The deal’s reinvestment period ends July 15, 2018, and the notes cannot be called until July 2016.

Nomura Securities International is the arranger for the deal.

NYL Investors LLC was also formed in 2013, but aswholly owned subsidiary of New York Life Insurance Co., is not exactly a newcomer. The firmis the market withthe $400 million Flatiron CLO 2014 Ltd.

Moody’s has assigned a preliminary ‘Aaa’ rating to the class $256 million class A-1 notes, which were marketed at 138 basis points over LIBOR.  The notes cannot be called until July 2016 and have a reinvestment period of about four years.

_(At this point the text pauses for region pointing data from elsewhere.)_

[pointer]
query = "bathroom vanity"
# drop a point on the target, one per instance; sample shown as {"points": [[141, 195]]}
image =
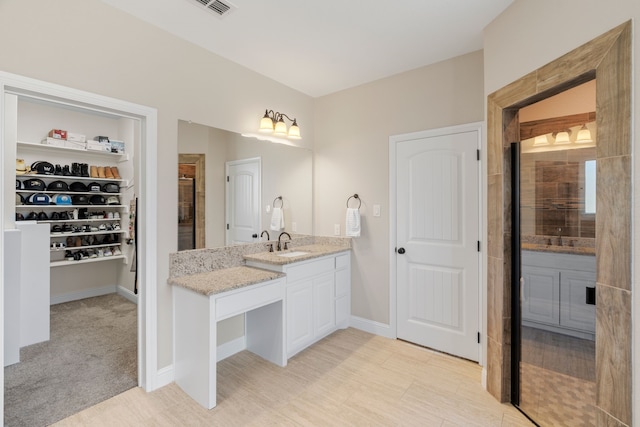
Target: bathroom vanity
{"points": [[558, 292], [290, 299]]}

Merrill, Lynch, Pierce, Fenner & Smith underwrote the deal.

NYLI and its affiliated investment advisors had more than $519 billion in assets under management across all portfolios and strategies.  Though also a relatively young, Moody’s believes that “the manager has extensive experience in the leveraged loan market and in managing CLOs.” 

Veteran Oak Hill Advisors plans to issue a $750 CLO, OHA Credit Partners X. Moody’s has assigned a preliminary ‘Aaa’ rating to $463.5 million of class A notes marketed at Libor plus 147 basis points.

The deal has a 2.1-year non-call period and a 4.1-year reinvestment period.  Oak Hill expects to have acquired about 50% of the collateral at closing.

Morgan Stanley is both the underwriter and initial purchaser for the deal.

Oak Hill Advisors L.P. currently manages 13 other collateralized loan obligations.  Formed in 1991, it had approximately $21.7 billion in total assets under management across all portfolios and strategies as of March.